E’ molto difficile giudicare da qui quel che è avvenuto al largo di Gaza. L’evento è molto drammatico con un alto prezzo in vite umane: la morte di quasi una ventina di pacifisti è difficilmente accettabile dalla comunità internazionale. E  come ogni evento drammatico sta scatenando reazioni opposte.

 C’è chi accusa Israele di aver superato il limite attaccando dei pacifisti inermi; c’è chi difende Israele sostenendo che in passato troppe volte finti pacifisti hanno introdotto armi in Palestina e ricorda che le navi non hanno rispettato l’alt, tentando di forzare il blocco.

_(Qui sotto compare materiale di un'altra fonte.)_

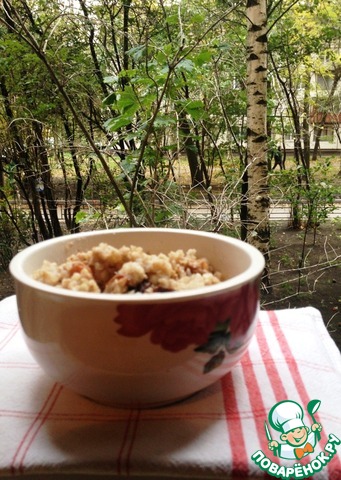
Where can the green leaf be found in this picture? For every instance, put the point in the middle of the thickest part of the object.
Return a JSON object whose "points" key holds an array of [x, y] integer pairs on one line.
{"points": [[195, 108], [114, 124], [197, 18], [164, 121], [186, 65], [137, 53], [172, 20], [110, 99], [203, 57]]}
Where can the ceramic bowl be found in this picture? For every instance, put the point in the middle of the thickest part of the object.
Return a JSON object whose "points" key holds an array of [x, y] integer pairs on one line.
{"points": [[142, 350]]}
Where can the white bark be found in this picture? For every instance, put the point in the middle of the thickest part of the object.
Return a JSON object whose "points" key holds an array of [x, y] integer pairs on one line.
{"points": [[257, 224]]}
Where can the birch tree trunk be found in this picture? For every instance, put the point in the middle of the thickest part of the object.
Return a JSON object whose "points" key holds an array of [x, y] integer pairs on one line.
{"points": [[257, 225]]}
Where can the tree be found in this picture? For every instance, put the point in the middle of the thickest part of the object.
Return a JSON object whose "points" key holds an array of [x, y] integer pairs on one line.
{"points": [[256, 223]]}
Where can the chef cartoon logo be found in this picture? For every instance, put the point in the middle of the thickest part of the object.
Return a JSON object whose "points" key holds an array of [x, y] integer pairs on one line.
{"points": [[296, 438]]}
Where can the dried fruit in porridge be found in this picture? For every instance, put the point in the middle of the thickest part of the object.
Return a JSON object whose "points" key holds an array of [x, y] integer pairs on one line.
{"points": [[107, 269]]}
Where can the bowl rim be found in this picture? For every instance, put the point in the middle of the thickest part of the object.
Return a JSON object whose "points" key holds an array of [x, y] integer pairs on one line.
{"points": [[253, 272]]}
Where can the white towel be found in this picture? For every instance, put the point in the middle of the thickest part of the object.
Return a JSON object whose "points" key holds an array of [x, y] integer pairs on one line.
{"points": [[218, 433]]}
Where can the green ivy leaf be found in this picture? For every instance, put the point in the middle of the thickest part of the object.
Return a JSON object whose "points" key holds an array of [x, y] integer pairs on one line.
{"points": [[114, 124]]}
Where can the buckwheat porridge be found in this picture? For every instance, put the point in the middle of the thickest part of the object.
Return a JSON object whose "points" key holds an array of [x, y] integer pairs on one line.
{"points": [[107, 269]]}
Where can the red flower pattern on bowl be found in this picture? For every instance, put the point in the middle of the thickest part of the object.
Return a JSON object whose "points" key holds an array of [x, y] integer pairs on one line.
{"points": [[177, 326]]}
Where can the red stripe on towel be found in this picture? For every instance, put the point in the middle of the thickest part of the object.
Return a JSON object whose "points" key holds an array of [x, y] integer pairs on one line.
{"points": [[234, 425], [30, 435]]}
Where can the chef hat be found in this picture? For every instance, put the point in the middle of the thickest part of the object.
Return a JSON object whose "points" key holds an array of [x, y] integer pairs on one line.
{"points": [[286, 415]]}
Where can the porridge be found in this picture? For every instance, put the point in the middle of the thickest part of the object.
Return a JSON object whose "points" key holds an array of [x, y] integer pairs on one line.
{"points": [[107, 269]]}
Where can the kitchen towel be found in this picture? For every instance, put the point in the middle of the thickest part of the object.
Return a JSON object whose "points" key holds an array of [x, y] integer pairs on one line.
{"points": [[221, 432]]}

 Che così successo davvero? Non lo sapremo presto, forse solo tra qualche mese, forse mai. Ma l’esperienza  mi induce a credere che incidenti di questo tipo non sono casuali. Qualcuno lo ha provocato ad arte.O Israele per stringere ancor di più la morsa o i palestinesi per mettere in forte imbarazzo lo stato ebraico.

Non è difficile infiltrare qualche guerrigliero tra i pacifisti che al momento giusto provoca gli israeliani. D’altro canto è possibile che gli israeliani abbiano volutamente calcato la mano, reagendo in modo sproporzionato. In questi casi, tuttavia, molto spesso le cose non vanno come previsto e l’incidente assume proporzioni inaspettate.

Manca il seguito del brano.